Impellizzeri v Campagni

Annotate this Case
Impellizzeri v Campagni 2023 NY Slip Op 04015 Decided on July 28, 2023 Appellate Division, Fourth Department Published by New York State Law Reporting Bureau pursuant to Judiciary Law § 431. This opinion is uncorrected and subject to revision before publication in the Official Reports.

Decided on July 28, 2023 SUPREME COURT OF THE STATE OF NEW YORK Appellate Division, Fourth Judicial Department
PRESENT: WHALEN, P.J., PERADOTTO, CURRAN, OGDEN, AND GREENWOOD, JJ.
354 CA 22-01620

[*1]DAVID IMPELLIZZERI, PLAINTIFF-APPELLANT,

v

CINDY CAMPAGNI, DENISE BARBER, LORI FEENEY, SHARON KLAIBER, MAXINE THOMPSON AND LISA BRACKETT, DEFENDANTS-RESPONDENTS.



COTE & VAN DYKE, LLP, SYRACUSE (JOSEPH S. COTE, III, OF COUNSEL), FOR PLAINTIFF-APPELLANT.

GALE GALE & HUNT, LLC, FAYETTEVILLE (MINLA KIM OF COUNSEL), FOR DEFENDANT-RESPONDENT CINDY CAMPAGNI.

LETITIA JAMES, ATTORNEY GENERAL, ALBANY (BEEZLY KIERNAN OF COUNSEL), FOR DEFENDANTS-RESPONDENTS DENISE BARBER, LORI FEENEY, SHARON KLAIBER, MAXINE THOMPSON AND LISA BRACKETT.



Appeal from an order of the Supreme Court, Onondaga County (Deborah H. Karalunas, J.), entered April 4, 2022. The order granted the motions of defendants for summary judgment and dismissed the complaint.

It is hereby ORDERED that the order so appealed from is unanimously affirmed without costs.

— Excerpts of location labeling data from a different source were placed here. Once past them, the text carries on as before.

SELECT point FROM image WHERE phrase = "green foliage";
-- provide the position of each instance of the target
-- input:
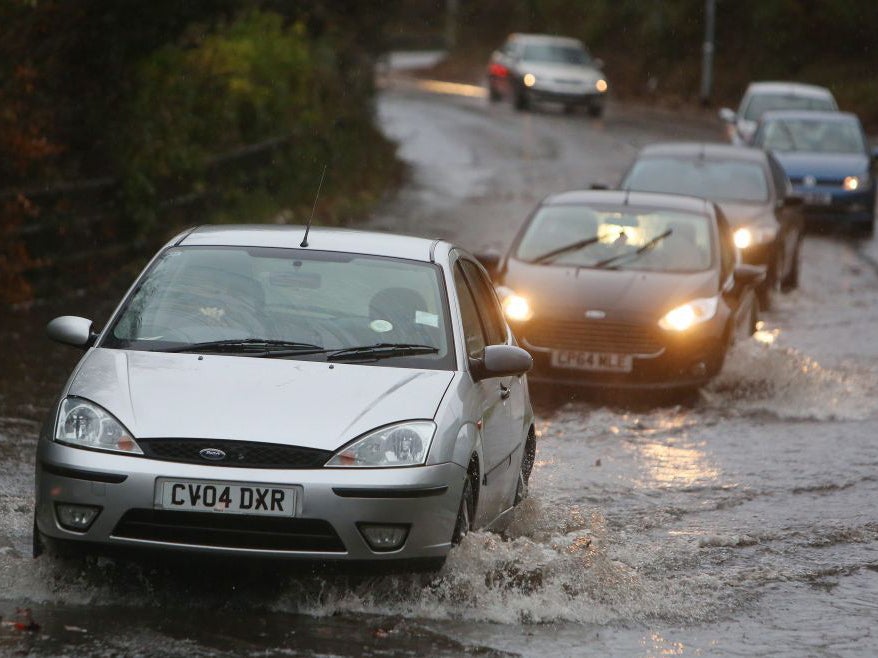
(248, 81)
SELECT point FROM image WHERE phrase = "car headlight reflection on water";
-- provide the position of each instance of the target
(749, 236)
(686, 316)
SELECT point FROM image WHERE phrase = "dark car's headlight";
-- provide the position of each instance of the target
(749, 236)
(403, 444)
(854, 183)
(688, 315)
(84, 424)
(515, 307)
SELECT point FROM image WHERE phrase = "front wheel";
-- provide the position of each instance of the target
(527, 464)
(791, 280)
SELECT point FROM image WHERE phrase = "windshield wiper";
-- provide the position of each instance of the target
(633, 254)
(579, 244)
(261, 346)
(380, 351)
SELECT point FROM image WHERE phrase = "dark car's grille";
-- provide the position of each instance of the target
(593, 336)
(229, 531)
(243, 454)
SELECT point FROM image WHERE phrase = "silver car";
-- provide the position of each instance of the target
(536, 67)
(761, 97)
(358, 396)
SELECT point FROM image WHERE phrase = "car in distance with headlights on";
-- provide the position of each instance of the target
(762, 97)
(751, 188)
(829, 162)
(358, 396)
(536, 67)
(626, 290)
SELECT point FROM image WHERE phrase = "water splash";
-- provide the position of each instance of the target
(760, 376)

Memorandum: Plaintiff worked as a registered nurse for nonparty SUNY Upstate Medical University (Upstate) for several years until June 2015. At that time, defendant Cindy Campagni—who was being trained by plaintiff—accused him of, inter alia, sexually harassing her and inappropriately accessing the medical records of a person who was not his patient. Upon receiving Campagni's accusations, several Upstate administrators, including defendants Denise Barber, Lori Feeney, Sharon Klaiber, Maxine Thompson, and Lisa Brackett (collectively, Upstate defendants), commenced investigations into plaintiff's behavior. At the conclusion of those internal investigations, Upstate determined that Campagni's accusations against plaintiff were substantiated.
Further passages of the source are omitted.